Opinion: We Brits don’t need tea-brewing advice from Americans

Editor’s Note: Rosa Prince, a journalist, is London Playbook editor for POLITICO. The views expressed in this commentary are her own. View more opinion at CNN.

It was always going to be a sensitive subject.

Almost exactly 250 years after the Sons of Liberty dumped chests of tea into Boston Harbour, a professor from Bryn Mawr College has committed a crime against the British cuppa very nearly as grave. With scant regard to diplomatic relations, chemist Michelle Francl advised in her new book “Steeped: The Chemistry of Tea” that to create the perfect brew, a grain of salt should be added to the mix.

Rosa Prince - Rosa Prince
Rosa Prince - Rosa Prince

The response was swifter than a military scramble to a nuclear code red.

“Tea is the elixir of camaraderie, the bond that unites our nations,” the US Embassy in London stated in an official communique rushed out on X in a desperate bid to avert an international incident. “We cannot stand idly by as such an outrageous proposal threatens the very foundation of our Special Relationship.”

Battle stations might have been stood down … had the release not gone on: “The US Embassy will continue to make tea in the proper way – by microwave.”

Well. Far from calming tensions, the words doubled down on the original offense, triggering flashbacks in the soul of every Brit who ever strayed west of Iceland.

It’s downtown LA; Midtown Manhattan; Rust Bucket Indiana. In our innocence we’ve gone and ordered a cup of Rosie Lee. It arrives: a chilly bag floating atop a cup of bathwater. What purports to be a nice cuppa accompanied not by good honest cow’s milk but some kind of yellow citrus thing.

Worse is when the tea itself is some unconscionable fruit or “’erbal” flavor. Or, god forbid, arrives not in a good honest tea bag, but taking the false form of — shudder — tea leaves.

One of the highlights of my 10 years living in New York City was the day the local grocery store opened a “British section,” with RibenaBourbon biscuits and, most satisfying of all for a homesick limey, Tetley tea bags.

I once visited a tea factory in Sri Lanka where a lovely worker gave a whole spiel about how the finest teas came from the tips of the leaves, and that people who drank the stuff made from bags were basically consuming the sweepings from the floor.

Being British, I was too polite to point out that sweepings from the floor are what we like to drink, were raised to drink, celebrate drinking in daily, some cases hourly rituals. My mother’s best friend would give her children sweet milky tea in their bottles as soon as they were off the breast, a custom considered a little precocious, perhaps, but certainly not eccentric.

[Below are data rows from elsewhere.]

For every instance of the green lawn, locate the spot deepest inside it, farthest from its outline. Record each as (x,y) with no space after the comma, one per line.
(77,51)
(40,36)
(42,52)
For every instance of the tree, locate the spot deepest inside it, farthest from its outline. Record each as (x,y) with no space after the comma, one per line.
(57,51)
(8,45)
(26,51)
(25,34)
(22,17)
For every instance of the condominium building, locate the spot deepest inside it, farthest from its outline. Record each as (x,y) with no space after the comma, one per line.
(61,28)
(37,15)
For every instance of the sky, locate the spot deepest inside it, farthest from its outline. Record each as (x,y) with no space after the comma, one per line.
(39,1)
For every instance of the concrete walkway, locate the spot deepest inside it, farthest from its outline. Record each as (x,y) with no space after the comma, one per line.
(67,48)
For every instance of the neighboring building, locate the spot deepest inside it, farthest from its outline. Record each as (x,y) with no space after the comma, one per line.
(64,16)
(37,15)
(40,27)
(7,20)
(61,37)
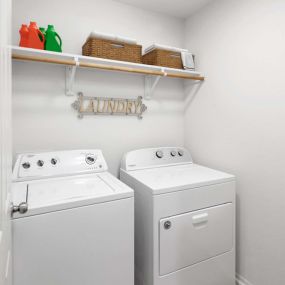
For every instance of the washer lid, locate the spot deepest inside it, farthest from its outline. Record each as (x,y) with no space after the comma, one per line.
(57,194)
(179,177)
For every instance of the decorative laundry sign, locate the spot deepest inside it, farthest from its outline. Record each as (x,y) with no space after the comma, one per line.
(108,106)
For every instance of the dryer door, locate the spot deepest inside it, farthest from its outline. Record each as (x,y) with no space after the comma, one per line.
(190,238)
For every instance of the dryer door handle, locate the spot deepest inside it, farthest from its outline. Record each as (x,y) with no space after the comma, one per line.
(200,219)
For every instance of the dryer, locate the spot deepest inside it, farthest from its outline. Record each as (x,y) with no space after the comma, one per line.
(184,219)
(72,222)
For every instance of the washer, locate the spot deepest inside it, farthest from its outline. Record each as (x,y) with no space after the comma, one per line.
(72,221)
(184,219)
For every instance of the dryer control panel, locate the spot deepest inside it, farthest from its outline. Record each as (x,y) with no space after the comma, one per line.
(155,157)
(58,163)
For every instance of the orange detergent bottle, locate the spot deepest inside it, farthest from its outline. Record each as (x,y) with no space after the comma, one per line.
(36,37)
(24,36)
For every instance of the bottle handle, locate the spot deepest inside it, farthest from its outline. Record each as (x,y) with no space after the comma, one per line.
(60,41)
(42,36)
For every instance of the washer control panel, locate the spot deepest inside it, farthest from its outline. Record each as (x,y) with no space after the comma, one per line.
(155,157)
(58,163)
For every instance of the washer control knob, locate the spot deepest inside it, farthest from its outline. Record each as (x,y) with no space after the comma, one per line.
(26,165)
(90,159)
(159,154)
(22,208)
(167,225)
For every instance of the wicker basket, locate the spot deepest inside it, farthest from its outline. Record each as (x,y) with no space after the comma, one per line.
(112,50)
(163,58)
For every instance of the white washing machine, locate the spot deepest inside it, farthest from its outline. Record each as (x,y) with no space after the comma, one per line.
(184,219)
(72,221)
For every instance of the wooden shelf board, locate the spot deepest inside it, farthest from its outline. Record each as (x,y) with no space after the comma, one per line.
(27,54)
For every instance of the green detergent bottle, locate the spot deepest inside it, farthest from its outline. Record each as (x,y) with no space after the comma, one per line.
(43,30)
(53,40)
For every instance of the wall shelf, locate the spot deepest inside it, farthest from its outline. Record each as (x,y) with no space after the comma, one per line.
(152,73)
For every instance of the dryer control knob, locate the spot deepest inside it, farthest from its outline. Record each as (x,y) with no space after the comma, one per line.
(159,154)
(180,153)
(26,165)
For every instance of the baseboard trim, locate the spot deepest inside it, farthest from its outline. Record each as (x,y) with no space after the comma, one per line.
(241,280)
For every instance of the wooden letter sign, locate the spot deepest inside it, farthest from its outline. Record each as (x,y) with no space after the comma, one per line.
(108,106)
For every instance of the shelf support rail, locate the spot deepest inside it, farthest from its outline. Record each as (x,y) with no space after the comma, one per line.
(151,82)
(70,77)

I took up the tea habit when I was about 12 or 13, and like most of my countrymen and women have had a cuppa four or five times a day ever since. It’s less edgy than coffee, cheaper than gin and generally a soothing, unifying kind of thing, particularly when shared with others. You’re offered a cuppa char if you’ve given birth, witnessed a murder, come home from a crappy day at work.

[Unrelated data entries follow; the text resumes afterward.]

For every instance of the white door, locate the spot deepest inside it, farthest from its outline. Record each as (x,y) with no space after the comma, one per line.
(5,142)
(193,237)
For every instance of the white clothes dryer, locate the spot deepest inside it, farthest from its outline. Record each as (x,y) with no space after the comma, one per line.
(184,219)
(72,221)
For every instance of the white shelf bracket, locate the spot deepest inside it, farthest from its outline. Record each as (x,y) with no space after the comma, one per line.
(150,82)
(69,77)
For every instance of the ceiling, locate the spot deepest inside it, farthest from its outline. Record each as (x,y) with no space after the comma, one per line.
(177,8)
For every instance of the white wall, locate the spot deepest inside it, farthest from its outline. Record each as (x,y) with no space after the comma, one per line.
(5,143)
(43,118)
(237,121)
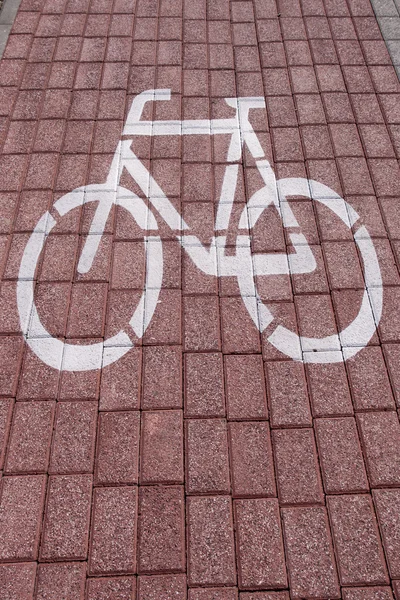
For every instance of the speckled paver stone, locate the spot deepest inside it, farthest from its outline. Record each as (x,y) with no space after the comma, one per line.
(199,299)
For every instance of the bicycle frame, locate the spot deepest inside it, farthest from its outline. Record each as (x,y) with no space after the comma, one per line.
(212,261)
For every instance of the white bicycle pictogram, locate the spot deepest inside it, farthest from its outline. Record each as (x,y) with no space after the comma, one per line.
(213,260)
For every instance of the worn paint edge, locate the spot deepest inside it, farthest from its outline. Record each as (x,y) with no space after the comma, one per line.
(8,13)
(387,13)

And there are definite wrongs and rights about how to brew up. Too weak, and you’ll be accused of serving “gnat’s piss”; leave the bag in too long and it’s “stew.” You’re generally considered a good egg if you prefer “builder’s,” named for the construction workers who endearingly prefer that customers provide a steady stream of cups of strong tea with only a splash of milk to the generous cash tips their American cousins favour.

As to the question of whether or not to add sugar; to my mind it seems a little immature over the age of puberty but who am I to judge?

However, salt? Salt? Whether in the seas of Boston Harbour or some mad prof’s lab in rural Pennsylvania, tea and salt do not mix and that, my Yank friends, is that.